2. Supplier’s CCPA Obligations

(a) Supplier’s obligations under this Addendum shall only apply to the extent that Supplier is subject to the CCPA based on the relationship it has with Customer in providing products and services to Customer.

(b) Supplier will only collect, use, retain, or disclose personal information for the Contracted Business Purposes for which Customer provides or permits personal information access.

(c) Supplier will not collect, use, retain, disclose, sell, or otherwise make personal information available for Supplier’s own commercial purposes or in a way that does not comply with the CCPA. If a law requires the Supplier to disclose personal information for a purpose unrelated to the Contracted Business Purpose, the Supplier must first inform the Customer of the legal requirement and give the Customer an opportunity to object or challenge the requirement, unless the law prohibits such notice.

(d) Supplier will limit personal information collection, use, retention, and disclosure to activities reasonably necessary and proportionate to achieve the Contracted Business Purposes or another compatible operational purpose.

(e) Supplier must promptly comply with any Customer request or instruction requiring the Supplier to provide, amend, transfer, or delete the personal information, or to stop, mitigate, or remedy any unauthorized processing.

(f) If the Contracted Business Purposes require the collection of personal information from individuals on the Customer’sbehalf, Supplier will always provide a CCPA-compliant notice at collection that the Customer specifically pre-approves in writing.
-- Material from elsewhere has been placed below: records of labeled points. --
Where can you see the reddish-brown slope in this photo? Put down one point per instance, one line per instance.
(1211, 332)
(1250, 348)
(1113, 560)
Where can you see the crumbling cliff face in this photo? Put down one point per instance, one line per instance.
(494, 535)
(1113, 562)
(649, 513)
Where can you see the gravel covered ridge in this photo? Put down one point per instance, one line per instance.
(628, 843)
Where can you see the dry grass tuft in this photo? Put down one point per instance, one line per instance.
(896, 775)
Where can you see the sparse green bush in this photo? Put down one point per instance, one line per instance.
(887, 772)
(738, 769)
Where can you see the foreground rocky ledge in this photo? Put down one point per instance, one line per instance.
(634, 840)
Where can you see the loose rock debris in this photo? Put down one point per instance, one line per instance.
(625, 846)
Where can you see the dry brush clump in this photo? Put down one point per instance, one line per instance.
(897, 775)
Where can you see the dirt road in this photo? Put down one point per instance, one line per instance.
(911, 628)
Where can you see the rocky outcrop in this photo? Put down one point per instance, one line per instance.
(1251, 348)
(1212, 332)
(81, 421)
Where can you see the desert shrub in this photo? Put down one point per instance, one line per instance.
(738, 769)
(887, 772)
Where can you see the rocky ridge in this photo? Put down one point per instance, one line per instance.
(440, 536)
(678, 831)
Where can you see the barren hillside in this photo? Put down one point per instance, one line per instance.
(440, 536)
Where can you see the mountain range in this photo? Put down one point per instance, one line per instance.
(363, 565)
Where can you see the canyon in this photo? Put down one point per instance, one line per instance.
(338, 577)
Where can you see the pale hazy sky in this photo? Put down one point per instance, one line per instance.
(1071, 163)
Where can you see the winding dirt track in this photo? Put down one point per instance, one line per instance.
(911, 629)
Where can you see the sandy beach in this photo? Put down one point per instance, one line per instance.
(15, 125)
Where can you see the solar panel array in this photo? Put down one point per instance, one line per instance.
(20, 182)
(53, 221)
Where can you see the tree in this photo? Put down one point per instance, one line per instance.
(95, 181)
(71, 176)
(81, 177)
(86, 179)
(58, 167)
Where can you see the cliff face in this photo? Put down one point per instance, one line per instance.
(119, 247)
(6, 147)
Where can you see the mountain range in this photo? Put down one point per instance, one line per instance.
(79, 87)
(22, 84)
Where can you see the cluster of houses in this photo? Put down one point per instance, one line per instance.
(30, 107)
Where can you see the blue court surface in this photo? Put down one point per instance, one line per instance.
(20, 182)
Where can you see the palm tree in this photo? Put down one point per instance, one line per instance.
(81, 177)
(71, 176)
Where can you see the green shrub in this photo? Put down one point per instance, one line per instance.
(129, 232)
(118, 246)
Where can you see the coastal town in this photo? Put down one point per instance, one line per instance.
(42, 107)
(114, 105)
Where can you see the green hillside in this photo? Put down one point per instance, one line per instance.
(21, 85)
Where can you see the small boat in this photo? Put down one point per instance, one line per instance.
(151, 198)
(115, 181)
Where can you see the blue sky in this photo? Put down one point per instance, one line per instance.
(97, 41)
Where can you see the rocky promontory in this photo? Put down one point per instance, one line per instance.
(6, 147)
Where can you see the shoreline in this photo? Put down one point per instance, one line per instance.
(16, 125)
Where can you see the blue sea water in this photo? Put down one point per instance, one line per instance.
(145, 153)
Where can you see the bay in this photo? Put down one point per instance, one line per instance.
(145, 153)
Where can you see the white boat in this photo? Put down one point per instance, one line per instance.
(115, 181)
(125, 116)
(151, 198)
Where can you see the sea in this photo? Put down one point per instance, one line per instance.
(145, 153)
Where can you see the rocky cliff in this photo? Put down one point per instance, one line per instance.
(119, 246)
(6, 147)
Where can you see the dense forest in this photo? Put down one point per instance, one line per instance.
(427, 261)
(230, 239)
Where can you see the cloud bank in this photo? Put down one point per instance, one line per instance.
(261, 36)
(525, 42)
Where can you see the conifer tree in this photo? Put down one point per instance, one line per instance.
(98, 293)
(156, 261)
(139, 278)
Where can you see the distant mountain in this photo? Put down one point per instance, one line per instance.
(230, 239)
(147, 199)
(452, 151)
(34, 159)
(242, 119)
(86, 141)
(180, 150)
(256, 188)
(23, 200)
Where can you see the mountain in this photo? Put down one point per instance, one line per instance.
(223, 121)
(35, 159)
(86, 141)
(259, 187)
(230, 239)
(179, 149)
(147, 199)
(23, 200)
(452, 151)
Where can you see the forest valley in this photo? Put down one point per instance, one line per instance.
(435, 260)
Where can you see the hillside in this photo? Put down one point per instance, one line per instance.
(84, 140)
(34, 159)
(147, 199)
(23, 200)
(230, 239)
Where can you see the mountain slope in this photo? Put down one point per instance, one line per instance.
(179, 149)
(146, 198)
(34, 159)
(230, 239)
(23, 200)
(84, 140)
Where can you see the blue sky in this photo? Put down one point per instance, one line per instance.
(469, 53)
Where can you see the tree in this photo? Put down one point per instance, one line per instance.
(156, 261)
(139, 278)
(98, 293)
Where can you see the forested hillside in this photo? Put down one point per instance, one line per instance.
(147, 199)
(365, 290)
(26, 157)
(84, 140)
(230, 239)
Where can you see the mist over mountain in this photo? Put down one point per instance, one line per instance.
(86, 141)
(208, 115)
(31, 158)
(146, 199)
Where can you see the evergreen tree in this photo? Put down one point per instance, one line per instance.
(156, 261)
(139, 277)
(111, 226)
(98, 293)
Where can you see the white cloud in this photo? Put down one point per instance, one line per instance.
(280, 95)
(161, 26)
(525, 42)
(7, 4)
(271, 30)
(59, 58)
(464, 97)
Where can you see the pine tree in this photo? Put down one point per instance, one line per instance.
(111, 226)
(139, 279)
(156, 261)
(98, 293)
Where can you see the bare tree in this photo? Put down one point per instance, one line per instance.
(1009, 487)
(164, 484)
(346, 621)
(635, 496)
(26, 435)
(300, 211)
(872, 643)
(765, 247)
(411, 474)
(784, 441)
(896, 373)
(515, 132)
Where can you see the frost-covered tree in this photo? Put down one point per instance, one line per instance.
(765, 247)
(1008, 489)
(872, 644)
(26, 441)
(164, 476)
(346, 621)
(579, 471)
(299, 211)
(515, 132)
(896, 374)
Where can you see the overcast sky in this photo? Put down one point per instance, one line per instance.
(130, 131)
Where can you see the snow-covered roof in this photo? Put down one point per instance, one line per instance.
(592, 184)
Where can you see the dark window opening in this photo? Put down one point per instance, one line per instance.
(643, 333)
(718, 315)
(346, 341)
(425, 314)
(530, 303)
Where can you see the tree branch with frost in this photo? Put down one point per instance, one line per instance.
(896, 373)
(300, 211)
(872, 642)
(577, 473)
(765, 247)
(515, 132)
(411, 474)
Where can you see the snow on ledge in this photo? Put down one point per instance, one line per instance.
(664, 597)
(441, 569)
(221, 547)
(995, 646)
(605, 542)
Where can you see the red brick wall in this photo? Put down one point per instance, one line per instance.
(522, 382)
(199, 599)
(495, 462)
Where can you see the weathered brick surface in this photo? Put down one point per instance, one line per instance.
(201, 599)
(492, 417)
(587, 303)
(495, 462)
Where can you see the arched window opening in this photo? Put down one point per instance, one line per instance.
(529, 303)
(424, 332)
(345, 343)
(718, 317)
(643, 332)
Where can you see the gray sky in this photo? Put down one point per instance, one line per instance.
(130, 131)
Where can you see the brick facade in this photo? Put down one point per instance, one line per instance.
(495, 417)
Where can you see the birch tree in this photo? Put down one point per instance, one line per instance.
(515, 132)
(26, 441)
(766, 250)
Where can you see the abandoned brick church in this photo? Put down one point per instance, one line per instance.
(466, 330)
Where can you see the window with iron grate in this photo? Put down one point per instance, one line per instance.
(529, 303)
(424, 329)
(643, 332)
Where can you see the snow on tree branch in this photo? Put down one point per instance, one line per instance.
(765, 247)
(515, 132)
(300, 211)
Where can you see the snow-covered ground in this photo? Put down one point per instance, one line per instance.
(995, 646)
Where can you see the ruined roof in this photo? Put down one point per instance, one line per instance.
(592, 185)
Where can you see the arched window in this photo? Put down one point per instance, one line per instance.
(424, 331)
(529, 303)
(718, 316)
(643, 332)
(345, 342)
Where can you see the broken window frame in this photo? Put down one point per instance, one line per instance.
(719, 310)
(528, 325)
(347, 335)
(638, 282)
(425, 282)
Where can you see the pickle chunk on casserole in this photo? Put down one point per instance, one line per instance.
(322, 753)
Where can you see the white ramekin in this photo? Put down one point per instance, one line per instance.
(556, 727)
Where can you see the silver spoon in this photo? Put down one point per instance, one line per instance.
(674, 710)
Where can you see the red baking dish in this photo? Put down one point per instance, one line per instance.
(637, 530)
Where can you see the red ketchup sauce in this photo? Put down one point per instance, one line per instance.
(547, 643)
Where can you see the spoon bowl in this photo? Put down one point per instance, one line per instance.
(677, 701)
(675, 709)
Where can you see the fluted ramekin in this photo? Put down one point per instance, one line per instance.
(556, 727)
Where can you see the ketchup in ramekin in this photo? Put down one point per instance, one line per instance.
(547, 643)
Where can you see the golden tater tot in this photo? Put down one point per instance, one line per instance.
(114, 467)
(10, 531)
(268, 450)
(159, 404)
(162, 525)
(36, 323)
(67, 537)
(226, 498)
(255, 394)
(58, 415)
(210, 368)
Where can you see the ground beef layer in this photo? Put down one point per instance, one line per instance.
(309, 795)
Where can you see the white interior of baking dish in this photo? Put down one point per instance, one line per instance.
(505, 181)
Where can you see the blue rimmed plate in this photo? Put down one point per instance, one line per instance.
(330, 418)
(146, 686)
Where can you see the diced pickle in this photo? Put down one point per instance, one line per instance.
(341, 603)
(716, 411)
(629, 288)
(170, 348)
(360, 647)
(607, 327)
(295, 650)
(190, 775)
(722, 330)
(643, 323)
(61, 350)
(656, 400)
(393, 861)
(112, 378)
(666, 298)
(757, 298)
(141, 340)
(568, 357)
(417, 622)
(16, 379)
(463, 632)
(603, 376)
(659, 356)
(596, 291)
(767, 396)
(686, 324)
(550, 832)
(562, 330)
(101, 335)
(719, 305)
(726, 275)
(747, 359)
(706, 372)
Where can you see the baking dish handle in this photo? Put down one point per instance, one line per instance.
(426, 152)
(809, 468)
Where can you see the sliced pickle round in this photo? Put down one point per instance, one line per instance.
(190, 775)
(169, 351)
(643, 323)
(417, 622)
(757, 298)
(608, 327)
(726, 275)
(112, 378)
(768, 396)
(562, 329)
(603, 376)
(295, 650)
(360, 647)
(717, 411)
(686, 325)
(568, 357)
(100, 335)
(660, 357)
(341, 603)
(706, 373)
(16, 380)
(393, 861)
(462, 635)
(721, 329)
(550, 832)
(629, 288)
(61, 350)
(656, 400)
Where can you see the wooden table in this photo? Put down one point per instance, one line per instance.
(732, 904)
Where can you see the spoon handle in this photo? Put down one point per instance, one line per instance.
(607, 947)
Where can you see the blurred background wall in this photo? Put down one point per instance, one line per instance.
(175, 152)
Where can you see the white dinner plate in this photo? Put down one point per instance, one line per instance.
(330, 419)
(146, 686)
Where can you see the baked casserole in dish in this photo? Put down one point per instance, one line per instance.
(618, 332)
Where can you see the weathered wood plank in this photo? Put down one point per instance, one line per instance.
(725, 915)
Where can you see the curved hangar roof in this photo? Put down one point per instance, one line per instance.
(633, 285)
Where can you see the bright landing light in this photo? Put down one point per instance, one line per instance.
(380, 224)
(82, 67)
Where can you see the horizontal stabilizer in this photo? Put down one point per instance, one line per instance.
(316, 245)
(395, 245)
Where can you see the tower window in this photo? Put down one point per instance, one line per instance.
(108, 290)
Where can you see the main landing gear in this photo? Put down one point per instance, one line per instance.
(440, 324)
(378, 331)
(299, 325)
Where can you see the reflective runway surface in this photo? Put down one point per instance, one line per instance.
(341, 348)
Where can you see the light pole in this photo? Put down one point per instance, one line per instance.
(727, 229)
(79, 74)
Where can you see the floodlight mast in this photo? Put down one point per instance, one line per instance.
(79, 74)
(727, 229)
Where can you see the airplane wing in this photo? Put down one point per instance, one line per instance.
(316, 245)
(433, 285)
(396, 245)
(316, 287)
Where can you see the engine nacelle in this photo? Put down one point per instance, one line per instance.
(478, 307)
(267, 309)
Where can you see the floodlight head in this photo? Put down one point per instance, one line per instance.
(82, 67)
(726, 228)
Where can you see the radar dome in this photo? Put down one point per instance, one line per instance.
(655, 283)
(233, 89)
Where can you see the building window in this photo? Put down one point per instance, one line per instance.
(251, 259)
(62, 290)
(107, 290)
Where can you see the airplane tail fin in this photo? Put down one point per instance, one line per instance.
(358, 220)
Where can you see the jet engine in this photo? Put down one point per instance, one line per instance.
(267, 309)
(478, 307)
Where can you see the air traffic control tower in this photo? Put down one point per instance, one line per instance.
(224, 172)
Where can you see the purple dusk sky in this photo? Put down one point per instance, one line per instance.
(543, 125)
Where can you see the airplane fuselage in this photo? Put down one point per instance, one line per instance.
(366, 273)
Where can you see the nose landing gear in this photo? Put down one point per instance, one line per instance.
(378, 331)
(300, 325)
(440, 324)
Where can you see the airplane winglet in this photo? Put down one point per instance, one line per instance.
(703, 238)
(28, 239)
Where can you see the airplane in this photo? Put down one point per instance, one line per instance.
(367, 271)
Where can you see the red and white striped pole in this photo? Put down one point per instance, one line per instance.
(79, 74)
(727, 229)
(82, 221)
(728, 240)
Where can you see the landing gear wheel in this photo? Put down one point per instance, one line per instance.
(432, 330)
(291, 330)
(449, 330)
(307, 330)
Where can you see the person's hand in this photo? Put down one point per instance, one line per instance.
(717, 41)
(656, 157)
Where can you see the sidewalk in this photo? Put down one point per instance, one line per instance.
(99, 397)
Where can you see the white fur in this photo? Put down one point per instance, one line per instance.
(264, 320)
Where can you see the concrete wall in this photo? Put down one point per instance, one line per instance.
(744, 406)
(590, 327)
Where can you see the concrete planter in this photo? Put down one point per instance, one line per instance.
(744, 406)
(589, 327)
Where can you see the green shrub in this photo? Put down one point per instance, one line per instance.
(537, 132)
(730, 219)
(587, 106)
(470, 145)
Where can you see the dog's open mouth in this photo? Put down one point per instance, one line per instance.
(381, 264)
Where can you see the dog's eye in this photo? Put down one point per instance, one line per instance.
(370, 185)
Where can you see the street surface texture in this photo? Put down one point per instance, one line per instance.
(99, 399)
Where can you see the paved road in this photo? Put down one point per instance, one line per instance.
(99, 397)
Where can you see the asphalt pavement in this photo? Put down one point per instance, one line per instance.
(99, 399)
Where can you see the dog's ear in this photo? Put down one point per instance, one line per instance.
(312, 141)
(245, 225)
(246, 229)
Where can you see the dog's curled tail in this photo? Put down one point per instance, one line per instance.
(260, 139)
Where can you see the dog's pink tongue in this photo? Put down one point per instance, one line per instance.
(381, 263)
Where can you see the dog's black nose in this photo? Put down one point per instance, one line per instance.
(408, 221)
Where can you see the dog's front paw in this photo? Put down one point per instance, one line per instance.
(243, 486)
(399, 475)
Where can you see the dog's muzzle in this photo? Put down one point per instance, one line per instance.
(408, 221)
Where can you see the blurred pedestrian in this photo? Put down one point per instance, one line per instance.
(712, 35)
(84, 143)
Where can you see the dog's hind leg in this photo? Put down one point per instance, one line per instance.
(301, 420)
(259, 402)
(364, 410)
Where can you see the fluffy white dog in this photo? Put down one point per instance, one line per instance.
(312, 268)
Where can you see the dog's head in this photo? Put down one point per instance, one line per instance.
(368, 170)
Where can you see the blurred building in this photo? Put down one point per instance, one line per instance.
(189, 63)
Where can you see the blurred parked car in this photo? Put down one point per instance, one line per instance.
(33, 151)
Supplier will not modify or alter the notice in any way without the Customer’s prior written consent.

(g) To the extent permitted by the CCPA, Supplier may aggregate, deidentify, or anonymize personal information so it no longer meets the personal information definition, and may use such aggregated, deidentified, or anonymized data as it sees fit. Supplier will not attempt to or actually re-identify any previously aggregated, deidentified, or anonymized data and will contractually prohibit downstream data recipients from attempting to or actually re-identifying such data.

3. Assistance with Customer’s CCPA Obligations

(a) Supplier will reasonably cooperate and assist Customer with meeting the Customer’s CCPA compliance obligations and responding to CCPA-related inquiries, including responding to verifiable consumer requests, taking into account the nature of the Supplier’s processing and the information available to the Supplier.

(b) Supplier must notify Customer immediately if it receives any complaint, notice, or communication that directly or indirectly relates either party’s compliance with the CCPA. Specifically, the Supplier must notify the Customer within seven (7) business days if it receives a verifiable consumer request under the CCPA.

4. Subcontracting

(a) Supplier may use subcontractors to provide the Contracted Business Services. Any subcontractor used must qualify as a service provider under the CCPA and Supplier cannot make any disclosures to the subcontractor that the CCPA would treat as a sale.

5. CCPA Warranties and Certification

(a) Both parties will comply with all applicable requirements of the CCPA when collecting, using, retaining, or disclosing personal information.

(b) Supplier certifies that it understands this Addendum’s and the CCPA’s restrictions and prohibitions on selling personal information and retaining, using, or disclosing personal information outside of the parties’ direct business relationship, and it will comply with them.

(c) Supplier warrants that it has no reason to believe any CCPA requirements or restrictions prevent it from providing any of the Contracted Business Purposes or otherwise performing under this Addendum. Supplier must promptly notify the Customer of any changes to the CCPA’s requirements that may adversely affect its performance under the Addendum.